Search code examples
rforecasting

passing sparse xreg to stlf in R causes optimisation error


I am trying to forecast a time series, and regress on temperature. The residuals show a different behaviour at low and high temperatures so I want to use piecewise linear approach, so learn different coeffecients for temperatures above and below 35 degrees. The data is in a dataframe data$x, data$Season, data$Temp.

#Create data frame
len<-365*3 + 1 +31 
x<-rnorm(len,mean=4000000,sd=100000)
Season<-c(rep(3,62),rep(4,91),rep(1,90),rep(2,92),rep(3,92),rep(4,91),rep(1,90),rep(2,92),rep(3,92),rep(4,91),rep(1,91),rep(2,92),rep(3,61))
Temp<-rnorm(len,mean=20,sd=5)
data<-data.frame(x,Season,Temp)
#Create model matrix 
season_dummy<-model.matrix(~as.factor(data$Season)+0)
Temp_max=pmax(0,data$Temp-35) # creates 0, or a difference
Temp_restore<-restore_temp_up(Temp_max,data$Temp,35) # restores difference to original value
Temp_season_matrix_max=Temp_restore * season_dummy

#Create time-series and forecast
data_ts<-ts(data$x[1:1000],freq=365,start=c(2009,182))
len_train<-length(data_ts)
xreg1<-Temp_season_matrix_max[1:len_train,]
newxreg1<-Temp_season_matrix_max[(len_train+1):(len_train+30),]     
 stlf(data_ts,method="arima",h=30,xreg=xreg1,newxreg=newxreg1,s.window="periodic")

 >   Error in optim(init[mask], armaCSS, method = optim.method, hessian = FALSE,  : 
      non-finite value supplied by optim



Error in auto.arima(x, xreg = xreg, seasonal = FALSE, ...) : 
  No suitable ARIMA model found
In addition: Warning message:
In auto.arima(x, xreg = xreg, seasonal = FALSE, ...) :
  Unable to calculate AIC offset
> 

Other threads suggest changing method solver from CSS to ML, but I cant edit these parameters in stlf. The help file shows an optional parameter "forecastfunction" but there are no examples of real explanation how to use it.

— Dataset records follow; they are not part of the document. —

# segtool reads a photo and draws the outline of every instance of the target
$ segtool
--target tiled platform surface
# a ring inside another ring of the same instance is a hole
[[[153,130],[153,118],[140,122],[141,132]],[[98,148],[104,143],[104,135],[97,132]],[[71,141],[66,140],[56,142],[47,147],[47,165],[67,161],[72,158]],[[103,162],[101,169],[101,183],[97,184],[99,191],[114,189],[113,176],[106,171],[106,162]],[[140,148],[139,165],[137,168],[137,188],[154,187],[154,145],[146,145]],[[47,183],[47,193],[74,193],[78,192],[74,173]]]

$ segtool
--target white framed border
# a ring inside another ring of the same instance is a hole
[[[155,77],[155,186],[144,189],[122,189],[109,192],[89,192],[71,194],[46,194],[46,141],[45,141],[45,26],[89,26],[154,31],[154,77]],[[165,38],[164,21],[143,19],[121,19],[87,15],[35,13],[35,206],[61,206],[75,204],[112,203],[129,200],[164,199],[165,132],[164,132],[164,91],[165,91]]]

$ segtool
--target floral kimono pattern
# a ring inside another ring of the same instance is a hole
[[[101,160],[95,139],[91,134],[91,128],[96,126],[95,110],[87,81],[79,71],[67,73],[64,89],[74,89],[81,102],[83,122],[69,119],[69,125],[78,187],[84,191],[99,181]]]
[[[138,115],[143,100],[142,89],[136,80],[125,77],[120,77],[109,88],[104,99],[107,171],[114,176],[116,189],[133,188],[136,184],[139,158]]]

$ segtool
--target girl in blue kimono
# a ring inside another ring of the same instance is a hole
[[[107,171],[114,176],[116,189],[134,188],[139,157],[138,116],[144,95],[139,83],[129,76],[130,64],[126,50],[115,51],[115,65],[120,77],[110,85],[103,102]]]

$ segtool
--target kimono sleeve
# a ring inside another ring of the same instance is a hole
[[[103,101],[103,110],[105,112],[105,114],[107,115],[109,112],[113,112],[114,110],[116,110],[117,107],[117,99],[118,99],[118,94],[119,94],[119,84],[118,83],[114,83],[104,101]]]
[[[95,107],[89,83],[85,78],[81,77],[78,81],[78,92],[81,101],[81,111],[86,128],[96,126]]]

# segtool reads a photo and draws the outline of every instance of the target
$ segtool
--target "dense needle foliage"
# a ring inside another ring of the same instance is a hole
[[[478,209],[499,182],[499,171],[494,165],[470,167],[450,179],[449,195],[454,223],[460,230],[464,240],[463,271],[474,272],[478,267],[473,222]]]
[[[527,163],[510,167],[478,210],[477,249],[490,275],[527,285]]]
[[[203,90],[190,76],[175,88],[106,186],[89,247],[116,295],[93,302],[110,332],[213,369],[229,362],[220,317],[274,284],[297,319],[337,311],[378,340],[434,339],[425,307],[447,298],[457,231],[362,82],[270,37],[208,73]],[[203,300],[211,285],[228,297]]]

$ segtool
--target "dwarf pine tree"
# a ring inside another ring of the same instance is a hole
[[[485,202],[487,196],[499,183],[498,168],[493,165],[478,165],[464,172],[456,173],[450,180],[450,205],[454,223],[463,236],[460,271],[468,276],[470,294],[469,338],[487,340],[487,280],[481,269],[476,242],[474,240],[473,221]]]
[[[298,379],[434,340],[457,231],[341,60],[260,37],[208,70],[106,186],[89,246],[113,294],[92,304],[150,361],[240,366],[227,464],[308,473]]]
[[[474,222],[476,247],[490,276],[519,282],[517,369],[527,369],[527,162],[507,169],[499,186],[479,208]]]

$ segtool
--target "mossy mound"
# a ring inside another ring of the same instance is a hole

Note - when I set the min temperature to say 20, instead of 35, this works ok - I am sure it is because the xreg matrix containing temperatures above 35 degress is sparse (most temperatures are below this value), but I am not sure how to get around this. (I have included code for restore_temp_up - possibly inefficient, but included here for question completion.)

restore_temp_up<-function(x,original,k){
  if(!is.vector(x))
    stop('x must be a vector')
  for (i in 1:length(x)){
    if(!is.na(x[i])){
      if (x[i] > 0){
        x[i]<-x[i]+k
      }
      if (original[i] == k){
        x[i]<-original[i]  ## this is the case if original WAS =k, then dont know whether original is 0, 
      }
    }
  }
  return(x)
}

Solution

  • Your design matrix is rank deficient so the regression is singular. To see this:

    > eigen(t(xreg1) %*% xreg1)$val
    [1] 1321.223    0.000    0.000    0.000
    

    You cannot fit a regression model with a rank deficient design matrix.